Although this is about a Marxist leader who disappears to become a Godman on arrival of his love child and ends his life at the end, a stream of subjects are paraded in a fun filled sarcastic style that is easy to read. ‘Frauds in the pond’ covers Punjab to Kanyakumari and Mumbai to Varanasi with shocking incidents that a novelist with a journalistic field experience can only write. I think ‘Frauds..’ is indeed a literary incident of the year.

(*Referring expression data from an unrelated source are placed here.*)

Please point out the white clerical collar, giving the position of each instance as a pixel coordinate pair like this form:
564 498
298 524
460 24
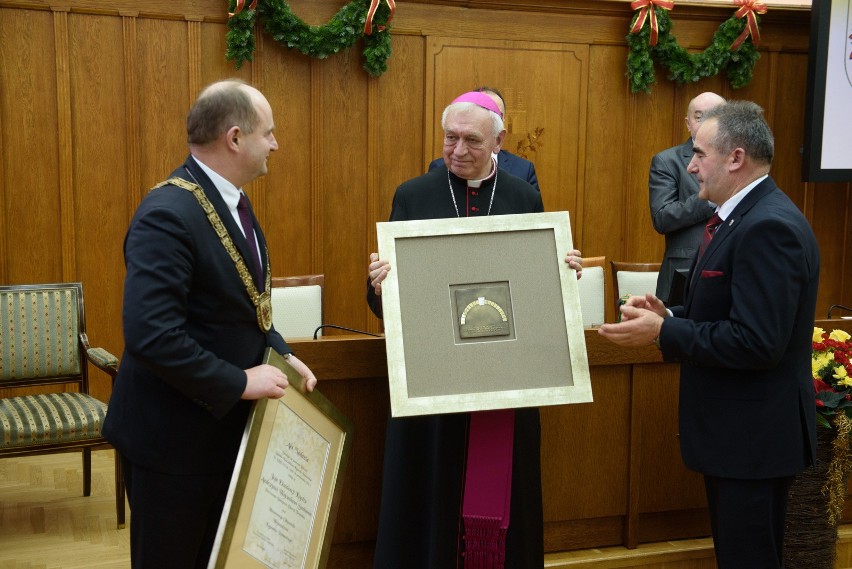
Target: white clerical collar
478 183
229 192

Shankar dada the Bihari book seller near Linking road in Mumbai who is a lawyer by background, Ayyappan another street bookseller in Kerala who is a double PhD are all funny characters. This novel can pull readers as the language and style is very original and theme so powerful. Like Arundhati Roy the treatment of language is different. This could be the first novel that discusses Indian publishing industry through the eyes of book seller scholar Ayyappan. Writers like Arundhati Roy, Chitra Banerjee Divakaruni, Jumpa Lahiri, Vikram Seth, Manjushree Thapa, Muttathu Varkey, M T Vasudevan Nair and their works are criticized. From exporting owls to Harry Porter fans in UK and importing strange wild beings from Wuhan market in China, Ayyappan is the epitome of frauds.

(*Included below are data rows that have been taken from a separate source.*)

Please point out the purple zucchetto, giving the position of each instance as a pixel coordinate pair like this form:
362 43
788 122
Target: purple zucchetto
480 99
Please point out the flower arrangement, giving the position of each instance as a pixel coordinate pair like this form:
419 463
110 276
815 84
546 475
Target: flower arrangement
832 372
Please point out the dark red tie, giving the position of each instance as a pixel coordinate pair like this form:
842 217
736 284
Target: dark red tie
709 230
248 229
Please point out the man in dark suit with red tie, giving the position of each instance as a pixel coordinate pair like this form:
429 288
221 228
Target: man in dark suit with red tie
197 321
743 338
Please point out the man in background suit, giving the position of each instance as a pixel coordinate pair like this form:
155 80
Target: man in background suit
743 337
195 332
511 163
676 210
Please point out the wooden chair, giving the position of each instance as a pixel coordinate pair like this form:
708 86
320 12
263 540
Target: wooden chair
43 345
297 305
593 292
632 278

I read the novel with great interest as Josma has proved that he is a master writer. The plight of street children is another thing. It is true that some dog lovers may be getting foreign funds. But normal people who love pets are not doing that to get foreign funds. If it was to describe the pitiful situation of the orphan boy being bitten by street dogs, then why police beats him unnecessarily? Only the street dogs came to question the police then. Josma is a thoroughly enjoyable novelist.
Evangelists and pastors who preach after giving Biryani and the saffron bombs that bursts there to be followed by red bombs give the taste of present day facts in ‘Democristan’ where the story happens. Opposition leader Vikraman’s story is surrounded by a rally of incidents to make this 352 page novel an enjoyable reading experience.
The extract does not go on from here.